Les parties ont été régulièrement averties du jour de l'audience.
Ont été entendus au cours de l'audience publique :
- le rapport de Mme Sabrina Ladoire,
- les conclusions de M. Guillaume de La Taille Lolainville, rapporteur public,
- et les observations de MeB..., représentant la société EDF.
Considérant ce qui suit :
1. La société MSO Sablirot a adressé à ERDF, autorité gestionnaire du réseau public de distribution d'électricité, le 25 août 2010, une demande de raccordement au réseau pour une installation de production d'électricité à partir de l'énergie photovoltaïque, située à Garein. Cette société entendait bénéficier, en vertu de l'article 10 de la loi n° 2000-108 du 10 février 2000 et des textes réglementaires pris pour son application, de l'obligation d'achat de l'électricité produite par cette centrale selon les conditions tarifaires en vigueur à la date de sa demande. La demande de raccordement a été réputée complète par ERDF le 31 août 2010. La proposition technique et financière (PTF) a été établie le 9 décembre 2010 et cette proposition acceptée par la société. Par un courrier du 24 janvier 2011, ERDF a informé la société que, dès lors qu'elle avait été acceptée après le 2 décembre 2010 et entrait ainsi dans le champ de la suspension de l'obligation d'achat d'électricité prévue par l'article 1er du décret n° 2010-1510 du 9 décembre 2010, sa demande de raccordement était " devenue définitivement caduque " en application de l'article 5 du même décret. La société MSO Sablirot a présenté le 25 octobre 2012 auprès d'EDF une réclamation préalable ayant pour objet l'indemnisation des préjudices subis en raison du refus d'acheter, aux conditions tarifaires en vigueur à la date de sa demande, l'électricité devant être produite par la centrale projetée à Garein. Cette réclamation ayant été rejetée le 28 novembre 2012, elle a saisi le tribunal administratif de Pau d'une demande tendant à la condamnation d'EDF à lui verser des dommages et intérêts. Par le jugement du 30 septembre 2014 qu'elle conteste, le tribunal administratif a rejeté sa demande.

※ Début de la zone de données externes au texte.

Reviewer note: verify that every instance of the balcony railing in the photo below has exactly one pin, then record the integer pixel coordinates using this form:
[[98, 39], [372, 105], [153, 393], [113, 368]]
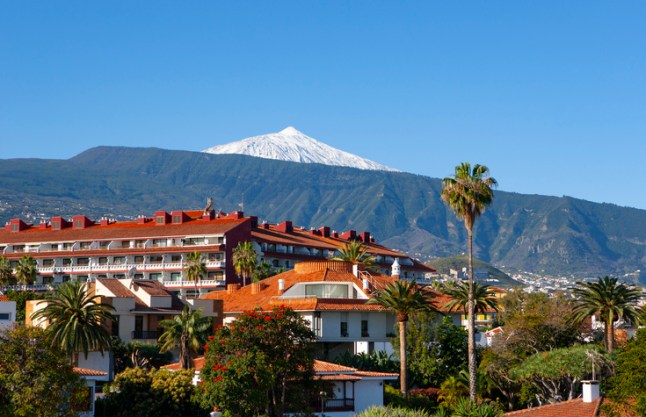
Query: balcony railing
[[146, 334]]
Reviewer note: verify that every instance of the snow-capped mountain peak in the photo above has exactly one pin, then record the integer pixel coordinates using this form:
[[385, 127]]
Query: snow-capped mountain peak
[[291, 145]]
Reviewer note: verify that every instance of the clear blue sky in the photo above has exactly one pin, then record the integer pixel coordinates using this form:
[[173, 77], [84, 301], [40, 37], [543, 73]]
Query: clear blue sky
[[550, 95]]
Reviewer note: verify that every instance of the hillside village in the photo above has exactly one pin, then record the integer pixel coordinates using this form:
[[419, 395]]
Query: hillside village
[[142, 270]]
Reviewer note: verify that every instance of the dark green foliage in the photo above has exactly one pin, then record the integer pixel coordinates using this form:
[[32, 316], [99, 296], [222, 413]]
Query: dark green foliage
[[436, 348], [140, 393], [21, 298], [628, 386], [131, 354], [557, 235], [261, 364], [36, 379]]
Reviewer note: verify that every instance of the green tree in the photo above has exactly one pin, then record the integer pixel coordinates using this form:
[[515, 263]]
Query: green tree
[[195, 268], [251, 364], [77, 320], [355, 252], [188, 332], [36, 379], [483, 298], [609, 299], [245, 260], [436, 349], [150, 393], [468, 193], [26, 270], [6, 271], [627, 388], [557, 374], [404, 298]]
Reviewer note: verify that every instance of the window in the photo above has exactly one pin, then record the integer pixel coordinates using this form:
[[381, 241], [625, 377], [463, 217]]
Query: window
[[344, 324]]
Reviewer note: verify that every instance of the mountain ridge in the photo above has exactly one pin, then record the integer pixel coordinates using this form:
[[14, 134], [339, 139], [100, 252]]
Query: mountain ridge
[[291, 145], [541, 234]]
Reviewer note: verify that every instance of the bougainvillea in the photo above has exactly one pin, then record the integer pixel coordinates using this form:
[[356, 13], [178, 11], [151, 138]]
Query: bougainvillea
[[261, 364]]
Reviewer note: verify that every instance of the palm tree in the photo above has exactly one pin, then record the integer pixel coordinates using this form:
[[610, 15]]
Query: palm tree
[[26, 270], [483, 298], [244, 260], [403, 297], [77, 320], [188, 332], [5, 270], [611, 300], [195, 268], [355, 252], [468, 193]]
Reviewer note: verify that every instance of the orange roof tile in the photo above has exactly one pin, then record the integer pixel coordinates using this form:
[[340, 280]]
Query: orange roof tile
[[88, 372], [572, 408]]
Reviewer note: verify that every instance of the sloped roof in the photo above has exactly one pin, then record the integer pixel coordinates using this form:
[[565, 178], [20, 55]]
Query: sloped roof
[[265, 294], [88, 372], [572, 408]]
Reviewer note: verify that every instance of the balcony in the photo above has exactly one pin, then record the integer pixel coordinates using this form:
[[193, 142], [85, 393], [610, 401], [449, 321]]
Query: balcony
[[146, 334]]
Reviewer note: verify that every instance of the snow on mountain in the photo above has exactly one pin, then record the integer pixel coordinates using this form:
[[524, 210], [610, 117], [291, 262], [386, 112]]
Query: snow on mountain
[[291, 145]]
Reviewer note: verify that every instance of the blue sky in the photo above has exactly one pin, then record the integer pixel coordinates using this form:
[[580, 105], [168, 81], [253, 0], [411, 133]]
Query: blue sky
[[550, 95]]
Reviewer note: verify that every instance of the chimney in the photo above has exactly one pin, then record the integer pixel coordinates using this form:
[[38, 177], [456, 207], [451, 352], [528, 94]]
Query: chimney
[[396, 269], [590, 391], [256, 287], [231, 288]]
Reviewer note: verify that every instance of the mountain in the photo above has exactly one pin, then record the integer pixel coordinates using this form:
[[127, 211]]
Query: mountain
[[496, 276], [546, 235], [291, 145]]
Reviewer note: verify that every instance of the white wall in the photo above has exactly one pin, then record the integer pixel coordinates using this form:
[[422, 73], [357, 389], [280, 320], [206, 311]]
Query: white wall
[[8, 307]]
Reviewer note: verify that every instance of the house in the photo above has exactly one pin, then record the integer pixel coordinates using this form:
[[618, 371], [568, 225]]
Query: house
[[331, 295], [7, 312], [156, 247], [352, 390], [91, 377], [587, 406]]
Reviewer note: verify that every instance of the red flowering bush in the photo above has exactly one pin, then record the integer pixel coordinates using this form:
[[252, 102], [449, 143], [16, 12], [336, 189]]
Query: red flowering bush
[[260, 364]]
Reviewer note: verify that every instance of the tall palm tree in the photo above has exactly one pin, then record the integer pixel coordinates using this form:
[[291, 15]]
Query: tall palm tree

2. La société MSO Sablirot fait valoir que le dépassement du délai de trois mois pour instruire sa demande de raccordement l'a empêchée d'adresser la proposition technique et financière avant le 2 décembre 2010 et de bénéficier ainsi de l'obligation d'achat de l'électricité. Elle reproche à la société EDF d'avoir méconnu le " contrat tacite " d'achat d'électricité dont elle bénéficiait depuis la date de sa demande complète, soit le 31 août 2010, ou, au plus tard à la date d'acceptation de sa proposition technique et financière le 9 décembre 2010. Enfin, elle soutient qu'EDF a méconnu l'obligation qui lui incombait de conclure un contrat d'achat d'électricité dès lors que sa proposition technique et financière avait été acceptée le 9 décembre 2010, soit antérieurement à l'entrée en vigueur du décret du même jour.
En ce qui concerne la faute qui aurait été commise dans l'instruction de la demande de raccordement :
3. La société MSO Sablirot semble vouloir imputer tant à ERDF qu'à EDF le retard mis à instruire sa demande de raccordement pour son projet de centrale photovoltaïque à Garein. Toutefois, les relations nées éventuellement entre la société MSO Sablirot et l'une quelconque de ces deux sociétés à raison de sa demande de raccordement, à défaut notamment de disposition contraire ou de la mise oeuvre par ces dernières sociétés de la moindre prérogative de puissance publique, ne sauraient constituer que des relations de droit privé. Par conséquent, les conclusions de la société MSO Sablirot, en tant qu'elles tendent à engager la responsabilité d'EDF du fait des fautes commises dans la " procédure de raccordement " au réseau de distribution électrique, sont portées devant une juridiction incompétente pour en connaître. Il y a lieu, dès lors, d'annuler le jugement attaqué en ce qu'il n'a pas décliné la compétence de la juridiction administrative sur ce point et, par la voie de l'évocation, de rejeter ces conclusions comme portées devant une juridiction incompétente pour en connaître.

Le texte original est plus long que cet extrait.